嘘の息子覚書控え

本家の控え

2021-05-04

似鳥鶏『生まれつきの花 警視庁 花人犯罪対策班』(河出書房新社)1600円(税別)
差別社会を取り扱ったSF小説。「特殊能力を有し、知力・体力も常人以上、さらに性格も温厚で、犯罪など起こさないはずの「花人」」が人口の2%を占めたという設定の現代日本で、花人犯罪と、その他諸々。3つの事件と終章のどんでん返し、それぞれの間に掌編が挟まる、どこかで同じ構成のミステリー小説を読んだような……確か、相沢沙呼の『medium 霊媒探偵城塚翡翠』がこのような構成ではなかったかな。偶然か、それとも誰かの意図した仕業なのか。ウィキペディアを見ると、霊媒探偵の方が「2019年9月 講談社」で1年ばかり早い。『生まれつきの花 警視庁 花人犯罪対策班』では、3つの掌編を、わざわざ色違いのページにデザインしている凝りようで、力が入ってる。

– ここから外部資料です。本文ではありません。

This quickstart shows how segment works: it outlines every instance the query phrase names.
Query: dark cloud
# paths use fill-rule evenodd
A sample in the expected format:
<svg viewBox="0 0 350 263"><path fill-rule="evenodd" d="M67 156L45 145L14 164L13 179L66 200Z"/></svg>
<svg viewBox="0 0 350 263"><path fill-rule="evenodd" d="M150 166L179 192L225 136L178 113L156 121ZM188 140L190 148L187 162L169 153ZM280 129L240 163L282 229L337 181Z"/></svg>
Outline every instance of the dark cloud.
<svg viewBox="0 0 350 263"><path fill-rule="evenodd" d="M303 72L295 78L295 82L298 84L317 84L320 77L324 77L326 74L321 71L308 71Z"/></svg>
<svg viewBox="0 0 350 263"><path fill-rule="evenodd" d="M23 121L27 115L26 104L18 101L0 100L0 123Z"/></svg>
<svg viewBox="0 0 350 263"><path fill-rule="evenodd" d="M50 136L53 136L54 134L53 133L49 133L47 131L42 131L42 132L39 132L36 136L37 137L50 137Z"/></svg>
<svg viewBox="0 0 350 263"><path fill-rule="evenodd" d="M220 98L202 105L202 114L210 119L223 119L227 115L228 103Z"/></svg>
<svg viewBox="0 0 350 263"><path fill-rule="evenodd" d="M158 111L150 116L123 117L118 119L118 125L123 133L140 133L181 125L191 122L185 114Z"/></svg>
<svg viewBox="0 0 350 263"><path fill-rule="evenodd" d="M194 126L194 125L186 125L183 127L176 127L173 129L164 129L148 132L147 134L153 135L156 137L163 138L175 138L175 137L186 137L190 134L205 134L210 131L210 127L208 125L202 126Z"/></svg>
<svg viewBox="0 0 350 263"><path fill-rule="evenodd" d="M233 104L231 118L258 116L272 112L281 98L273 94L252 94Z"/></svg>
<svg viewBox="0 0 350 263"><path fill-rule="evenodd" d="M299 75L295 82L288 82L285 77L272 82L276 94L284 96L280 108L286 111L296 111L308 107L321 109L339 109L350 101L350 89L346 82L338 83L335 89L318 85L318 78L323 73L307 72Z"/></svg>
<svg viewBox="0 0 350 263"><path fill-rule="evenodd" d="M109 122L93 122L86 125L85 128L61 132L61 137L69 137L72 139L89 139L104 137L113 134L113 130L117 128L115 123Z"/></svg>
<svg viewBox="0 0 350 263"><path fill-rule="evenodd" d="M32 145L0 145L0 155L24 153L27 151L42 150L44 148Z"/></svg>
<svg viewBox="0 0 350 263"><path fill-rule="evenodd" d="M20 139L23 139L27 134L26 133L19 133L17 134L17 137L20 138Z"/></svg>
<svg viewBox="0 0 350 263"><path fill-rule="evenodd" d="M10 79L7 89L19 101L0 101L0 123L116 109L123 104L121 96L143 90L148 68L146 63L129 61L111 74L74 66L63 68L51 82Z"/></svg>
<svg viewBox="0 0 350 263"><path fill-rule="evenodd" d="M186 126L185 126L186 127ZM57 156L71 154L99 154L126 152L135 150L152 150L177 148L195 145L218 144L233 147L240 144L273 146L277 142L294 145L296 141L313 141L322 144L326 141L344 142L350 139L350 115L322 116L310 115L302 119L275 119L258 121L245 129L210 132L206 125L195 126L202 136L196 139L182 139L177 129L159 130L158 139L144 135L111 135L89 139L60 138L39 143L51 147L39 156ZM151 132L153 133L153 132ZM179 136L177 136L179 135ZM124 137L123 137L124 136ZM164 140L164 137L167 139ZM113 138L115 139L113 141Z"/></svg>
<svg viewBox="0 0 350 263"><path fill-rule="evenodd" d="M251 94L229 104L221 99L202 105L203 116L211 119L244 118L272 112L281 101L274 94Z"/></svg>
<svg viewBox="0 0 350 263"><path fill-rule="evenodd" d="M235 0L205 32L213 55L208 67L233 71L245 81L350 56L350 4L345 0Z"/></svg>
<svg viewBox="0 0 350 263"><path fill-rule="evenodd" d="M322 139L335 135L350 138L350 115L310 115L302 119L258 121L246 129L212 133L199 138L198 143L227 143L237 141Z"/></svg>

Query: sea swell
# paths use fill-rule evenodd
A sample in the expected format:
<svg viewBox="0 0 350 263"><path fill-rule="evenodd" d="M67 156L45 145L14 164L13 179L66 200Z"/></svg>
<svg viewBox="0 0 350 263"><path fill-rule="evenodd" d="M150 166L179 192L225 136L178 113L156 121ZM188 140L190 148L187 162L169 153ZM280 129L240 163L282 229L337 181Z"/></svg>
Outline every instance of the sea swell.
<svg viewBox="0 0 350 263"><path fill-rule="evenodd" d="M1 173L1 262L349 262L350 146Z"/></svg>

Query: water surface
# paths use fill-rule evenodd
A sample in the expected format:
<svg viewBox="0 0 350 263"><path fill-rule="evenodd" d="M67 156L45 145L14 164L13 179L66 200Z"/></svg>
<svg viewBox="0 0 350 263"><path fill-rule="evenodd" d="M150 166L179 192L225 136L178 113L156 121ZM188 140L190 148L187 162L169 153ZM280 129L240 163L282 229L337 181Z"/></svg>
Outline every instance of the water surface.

「『まどマギ』が「カルト的人気」とかでなく、社会現象的な人気を博した理由は、社会階層の風習の歯車に潰されていく日本社会の普遍的な苦しみと諦めの空気を、男性にも女性にも身近な「魔法少女」(それぞれ違う文脈だが)という設定を通して表現し、寄り添って本気で苦悩してくれたからだと思う。」